I really appreciate if you point me to the right direction. at the moment is giving an error __init__() takes 3 positional arguments but 4 were given
I also don’t have any idea how can I do it for mask of images (my task is segmentation)

It seems you are passing the torchvision.transforms.functional methods to transforms.Compose instead of the classes.
In case you would like to use the functional API, you could just apply these methods in your __getitem__ method:

if any([img in image for img in self.transform_images]):
    t_image = tf.rotate(t_image, 10)
    t_image = tf.affine(t_image, 0, (0, 0), 0.2, 0.2)

Or alternativelywrap them in transforms.Lambda:

transform = transforms.Compose([
    transforms.Lambda(lambda x: TF.rotate(x, 10)),
    transforms.Lambda(lambda x: TF.affine(x,
                                          angle=0,
                                          translate=(0, 0),
                                          scale=0.2,
                                          shear=0.2))
])

I just assumed, you would like to set the scale and shear argument to 0.2. If that’s not correct, you should of course correct my code.

1 Like

@ptrblck Thanks a lot. Also, my main problem is apply augmentation on specific indices. In the second above snippet, which is splitting the dataset and define the dataloader do I need to make a list of indices which need to be augment? Is there any example for this?

Try to pass a list containing all images names which should be transformed.
In __getitem__ you should compare the current image_path not the image itself.
Here is a simple example for a folder containing 5 images:

class CustomDataset(Dataset):
    def __init__(self, image_paths, transform_images):   
        self.image_paths = image_paths
        self.transform_images = transform_images
        self.transformm = transforms.Lambda(lambda x: TF.affine(x,
                                                                angle=0,
                                                                translate=(0, 0),
                                                                scale=0.2,
                                                                shear=0.2))
    
    def __getitem__(self, index):
        image = Image.open(self.image_paths[index])

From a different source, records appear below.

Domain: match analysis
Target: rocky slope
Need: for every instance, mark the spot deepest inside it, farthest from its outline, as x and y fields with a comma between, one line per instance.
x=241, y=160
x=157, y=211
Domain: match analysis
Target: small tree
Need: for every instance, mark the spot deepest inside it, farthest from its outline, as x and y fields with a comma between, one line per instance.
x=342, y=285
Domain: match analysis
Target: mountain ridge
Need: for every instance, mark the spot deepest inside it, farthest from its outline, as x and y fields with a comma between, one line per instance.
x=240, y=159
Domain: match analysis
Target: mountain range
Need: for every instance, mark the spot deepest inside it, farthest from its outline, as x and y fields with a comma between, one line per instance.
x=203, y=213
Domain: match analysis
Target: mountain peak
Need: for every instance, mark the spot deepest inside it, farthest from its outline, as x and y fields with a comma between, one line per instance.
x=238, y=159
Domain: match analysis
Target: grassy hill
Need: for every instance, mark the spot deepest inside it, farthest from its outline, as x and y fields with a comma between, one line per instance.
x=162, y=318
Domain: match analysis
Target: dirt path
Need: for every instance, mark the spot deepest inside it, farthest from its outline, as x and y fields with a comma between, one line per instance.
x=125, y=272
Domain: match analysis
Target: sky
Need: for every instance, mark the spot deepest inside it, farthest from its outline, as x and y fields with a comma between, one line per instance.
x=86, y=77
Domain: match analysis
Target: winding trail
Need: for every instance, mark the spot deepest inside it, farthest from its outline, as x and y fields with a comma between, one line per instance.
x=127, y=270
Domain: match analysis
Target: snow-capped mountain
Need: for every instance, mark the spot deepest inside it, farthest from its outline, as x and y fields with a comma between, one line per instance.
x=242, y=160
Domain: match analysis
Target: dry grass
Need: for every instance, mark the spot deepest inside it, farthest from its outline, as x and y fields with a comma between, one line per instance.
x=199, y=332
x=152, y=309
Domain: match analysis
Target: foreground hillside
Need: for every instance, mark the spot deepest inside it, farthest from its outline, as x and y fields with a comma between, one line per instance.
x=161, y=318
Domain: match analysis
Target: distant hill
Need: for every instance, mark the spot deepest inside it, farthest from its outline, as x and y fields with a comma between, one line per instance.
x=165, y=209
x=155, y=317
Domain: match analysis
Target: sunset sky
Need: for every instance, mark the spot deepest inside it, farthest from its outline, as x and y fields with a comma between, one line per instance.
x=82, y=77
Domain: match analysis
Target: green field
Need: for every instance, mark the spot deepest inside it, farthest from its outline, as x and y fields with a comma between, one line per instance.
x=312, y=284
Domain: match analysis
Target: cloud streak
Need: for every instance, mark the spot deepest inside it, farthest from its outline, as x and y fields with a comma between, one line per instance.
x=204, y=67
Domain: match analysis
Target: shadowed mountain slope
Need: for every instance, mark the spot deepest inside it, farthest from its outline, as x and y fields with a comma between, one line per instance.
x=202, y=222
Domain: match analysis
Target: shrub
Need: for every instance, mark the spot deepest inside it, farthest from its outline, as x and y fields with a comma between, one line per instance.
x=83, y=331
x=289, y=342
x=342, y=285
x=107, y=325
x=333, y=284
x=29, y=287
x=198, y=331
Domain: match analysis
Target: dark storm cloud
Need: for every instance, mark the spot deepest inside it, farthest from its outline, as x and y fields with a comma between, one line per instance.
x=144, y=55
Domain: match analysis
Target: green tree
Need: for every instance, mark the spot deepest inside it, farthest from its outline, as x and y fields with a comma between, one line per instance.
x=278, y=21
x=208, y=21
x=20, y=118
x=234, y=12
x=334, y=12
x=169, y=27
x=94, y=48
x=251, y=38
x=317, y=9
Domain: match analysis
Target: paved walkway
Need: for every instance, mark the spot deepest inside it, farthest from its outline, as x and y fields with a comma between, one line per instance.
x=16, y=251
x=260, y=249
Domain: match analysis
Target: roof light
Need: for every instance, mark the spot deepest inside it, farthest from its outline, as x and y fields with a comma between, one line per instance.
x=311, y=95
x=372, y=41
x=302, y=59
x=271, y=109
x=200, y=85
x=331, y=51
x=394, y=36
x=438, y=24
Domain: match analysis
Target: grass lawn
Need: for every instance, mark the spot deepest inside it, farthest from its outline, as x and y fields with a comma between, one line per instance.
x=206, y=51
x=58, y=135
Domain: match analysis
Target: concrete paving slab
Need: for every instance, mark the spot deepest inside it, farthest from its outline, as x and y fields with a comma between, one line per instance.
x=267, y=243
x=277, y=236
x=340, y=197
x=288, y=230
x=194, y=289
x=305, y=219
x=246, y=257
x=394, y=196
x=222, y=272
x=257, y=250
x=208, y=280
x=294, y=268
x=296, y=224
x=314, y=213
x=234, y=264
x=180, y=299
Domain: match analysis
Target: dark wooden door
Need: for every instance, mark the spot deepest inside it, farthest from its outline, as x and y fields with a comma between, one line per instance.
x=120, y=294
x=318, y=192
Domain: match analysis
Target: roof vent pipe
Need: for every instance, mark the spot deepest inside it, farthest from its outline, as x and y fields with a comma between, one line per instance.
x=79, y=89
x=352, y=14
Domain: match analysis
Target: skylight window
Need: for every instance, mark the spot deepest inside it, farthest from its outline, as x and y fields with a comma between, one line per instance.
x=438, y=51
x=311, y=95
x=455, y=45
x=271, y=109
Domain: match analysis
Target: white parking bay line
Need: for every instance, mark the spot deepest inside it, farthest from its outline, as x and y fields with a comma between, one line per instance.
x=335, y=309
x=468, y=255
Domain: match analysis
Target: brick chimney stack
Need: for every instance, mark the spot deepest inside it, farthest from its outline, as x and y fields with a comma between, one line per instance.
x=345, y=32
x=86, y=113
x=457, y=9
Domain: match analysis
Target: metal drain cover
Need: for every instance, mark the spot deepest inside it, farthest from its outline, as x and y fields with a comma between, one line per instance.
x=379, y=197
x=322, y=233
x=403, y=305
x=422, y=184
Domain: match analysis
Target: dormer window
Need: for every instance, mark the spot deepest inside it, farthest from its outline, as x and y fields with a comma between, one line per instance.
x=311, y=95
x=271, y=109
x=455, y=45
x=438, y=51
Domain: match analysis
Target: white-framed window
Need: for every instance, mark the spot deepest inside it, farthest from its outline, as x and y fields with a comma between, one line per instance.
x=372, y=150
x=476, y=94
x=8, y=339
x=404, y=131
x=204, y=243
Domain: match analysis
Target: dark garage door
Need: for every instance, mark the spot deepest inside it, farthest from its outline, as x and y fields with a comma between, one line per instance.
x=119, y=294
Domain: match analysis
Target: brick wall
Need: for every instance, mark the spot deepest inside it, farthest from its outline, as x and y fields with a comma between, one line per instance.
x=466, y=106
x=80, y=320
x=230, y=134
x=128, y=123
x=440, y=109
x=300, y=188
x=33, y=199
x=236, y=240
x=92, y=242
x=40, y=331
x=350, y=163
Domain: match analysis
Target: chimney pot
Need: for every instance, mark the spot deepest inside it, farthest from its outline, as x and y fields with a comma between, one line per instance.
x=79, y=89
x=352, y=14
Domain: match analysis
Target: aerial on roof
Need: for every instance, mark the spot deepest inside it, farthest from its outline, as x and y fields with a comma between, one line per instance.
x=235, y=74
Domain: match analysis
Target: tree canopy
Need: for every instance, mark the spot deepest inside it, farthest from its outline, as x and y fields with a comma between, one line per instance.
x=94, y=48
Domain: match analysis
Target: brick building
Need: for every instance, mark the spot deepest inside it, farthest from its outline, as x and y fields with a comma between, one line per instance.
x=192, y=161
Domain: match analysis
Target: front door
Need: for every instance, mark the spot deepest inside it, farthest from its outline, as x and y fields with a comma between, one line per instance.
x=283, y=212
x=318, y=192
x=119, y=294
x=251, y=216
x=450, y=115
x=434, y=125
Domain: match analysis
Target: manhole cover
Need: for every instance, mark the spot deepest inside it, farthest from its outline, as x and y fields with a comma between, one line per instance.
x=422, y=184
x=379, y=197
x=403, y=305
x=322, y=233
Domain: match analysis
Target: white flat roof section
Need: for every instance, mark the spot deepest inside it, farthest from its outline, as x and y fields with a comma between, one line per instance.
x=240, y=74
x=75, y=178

        if any([img in self.image_paths[index] for img in self.transform_images]):
            print('applying special transformation')
            image = self.transformm(image) #augmentation
        
        image = TF.to_tensor(image)
            
        return image, self.image_paths[index]
    
    def __len__(self):  
        return len(self.image_paths)

image_paths = glob.glob('./data/fake_folders/class0/*.png')
print(image_paths)
> ['./data/fake_folders/class0/0.png', './data/fake_folders/class0/1.png', './data/fake_folders/class0/3.png', './data/fake_folders/class0/2.png', './data/fake_folders/class0/4.png']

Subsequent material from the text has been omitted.